Our advertising brethren have their own issues from the online world. The terrible twins of accountability and ROI.
Finally, CNET reports that newspapers are increasingly posting recruitment listings online in an effort to stave off online competition, now if only they’d put their archives online. “..newspapers have watched their listings businesses decline over the past few years also because of online competition and economic factors.”
Dot Journalism has a story on the rosy future for online journalism.
eMarketer has an interview with the doyen of technology marketing – Regis McKenna.

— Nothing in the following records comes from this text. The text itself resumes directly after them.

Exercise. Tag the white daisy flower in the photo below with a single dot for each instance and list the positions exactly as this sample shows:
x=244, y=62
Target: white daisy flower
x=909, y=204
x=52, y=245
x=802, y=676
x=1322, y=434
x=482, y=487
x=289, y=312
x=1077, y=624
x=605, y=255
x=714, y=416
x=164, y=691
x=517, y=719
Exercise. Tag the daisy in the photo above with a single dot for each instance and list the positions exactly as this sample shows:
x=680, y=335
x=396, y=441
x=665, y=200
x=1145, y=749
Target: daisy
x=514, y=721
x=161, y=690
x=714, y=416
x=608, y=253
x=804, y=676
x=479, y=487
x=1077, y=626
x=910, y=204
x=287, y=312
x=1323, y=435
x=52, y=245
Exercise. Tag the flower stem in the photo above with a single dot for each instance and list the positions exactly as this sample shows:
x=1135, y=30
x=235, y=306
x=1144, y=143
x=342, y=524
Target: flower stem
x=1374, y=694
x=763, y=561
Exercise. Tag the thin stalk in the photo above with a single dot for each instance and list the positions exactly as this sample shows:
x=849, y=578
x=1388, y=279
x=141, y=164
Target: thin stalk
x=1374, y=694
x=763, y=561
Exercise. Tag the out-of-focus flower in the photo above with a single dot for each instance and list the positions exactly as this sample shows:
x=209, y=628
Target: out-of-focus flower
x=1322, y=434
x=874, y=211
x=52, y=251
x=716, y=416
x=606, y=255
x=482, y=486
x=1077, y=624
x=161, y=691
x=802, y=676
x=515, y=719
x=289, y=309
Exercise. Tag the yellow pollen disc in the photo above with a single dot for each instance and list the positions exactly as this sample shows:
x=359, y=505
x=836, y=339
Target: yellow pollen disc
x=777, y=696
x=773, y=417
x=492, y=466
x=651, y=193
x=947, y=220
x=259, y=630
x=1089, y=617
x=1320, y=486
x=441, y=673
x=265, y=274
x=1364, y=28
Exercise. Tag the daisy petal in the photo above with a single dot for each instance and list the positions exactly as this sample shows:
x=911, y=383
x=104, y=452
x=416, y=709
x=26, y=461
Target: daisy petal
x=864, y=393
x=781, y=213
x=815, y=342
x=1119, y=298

Dan Gillmor has discovered Correspondences.org which is aiming to provide a forum where eye-witnesses can tell their own personal account of events. In their own words: “No one can tell a story better than the people who participated in events. Whether you witnessed a crime, suffered a catastrophe or sat through a performance, you’ve got something to say about that experience.“
In other news, the Guardian tackles the subject of blogs clogging up Google.
The Daily Yomiuri explains why Japan’s top executives must recognize the role of PR.
AdAge reports (as mentioned previously) that the Financial Dynamics MBO from Cordiant is expected to close in the next few days for $41 million.
An interesting color piece on how PR impacts the working lives of US racing drivers.
Inc. has an article on how blogging can be used by smaller firms for marketing purposes.